The Organization for Economic Cooperation and Development said Monday the combined economic output of its 35 members was 0.6% higher in the third quarter than in the three months through June. This was a slowdown from the 0.8% growth recorded in the second quarter.

The deceleration underlines the underpowered nature of the global recovery from the financial crisis and the recession that followed.

The weakening of growth was largely due to Japan, but France and the U.S. also contributed.

Among the Group of Seven largest developed economies, Germany recorded the fastest growth and Japan the weakest, although figures for Canada aren’t yet available.

Despite the slight slowdown, OECD output was up 2.6% from the third quarter of 2016, an acceleration from the 2.4% year-to-year growth recorded in the second quarter.

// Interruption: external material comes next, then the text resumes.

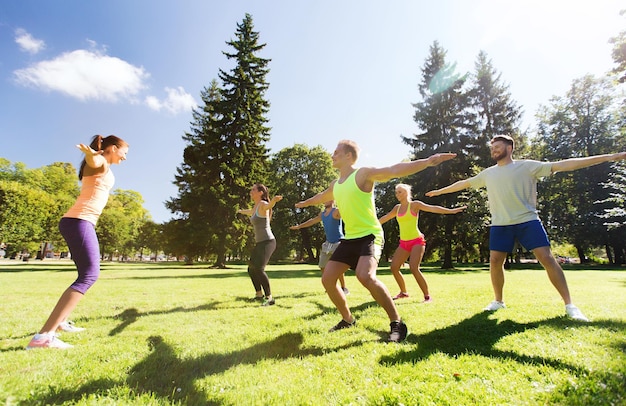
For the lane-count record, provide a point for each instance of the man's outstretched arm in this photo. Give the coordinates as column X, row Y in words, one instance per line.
column 572, row 164
column 455, row 187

That suggests developed countries and the global economy will post faster growth this year than last.

Moody’s Investors Service said last week it expects growth in the Group of 20 largest economies—which account for most of the world’s activity—will pickup to 3.1% this year from 2.5% in 2016, and to 3.2% in 2018.

“Accommodative monetary policy, lower fiscal drag and resilient business and consumer sentiment will support growth in advanced economies,” said Elena Duggar, an associate managing director at the ratings agency.

According to Consensus Economics, which tracks the economic forecasts of banks and other financial institutions, expectations for growth in 2018 have firmed over the past month.

The U.S. economy is now seen expanding by 2.5% in 2018, up from 2.2% in 2017. Economists at financial institutions are also more upbeat about the eurozone and Japan.

While those expected growth rates are an improvement on 2016 and previous years, they remain weaker than what was considered normal before the global financial crisis.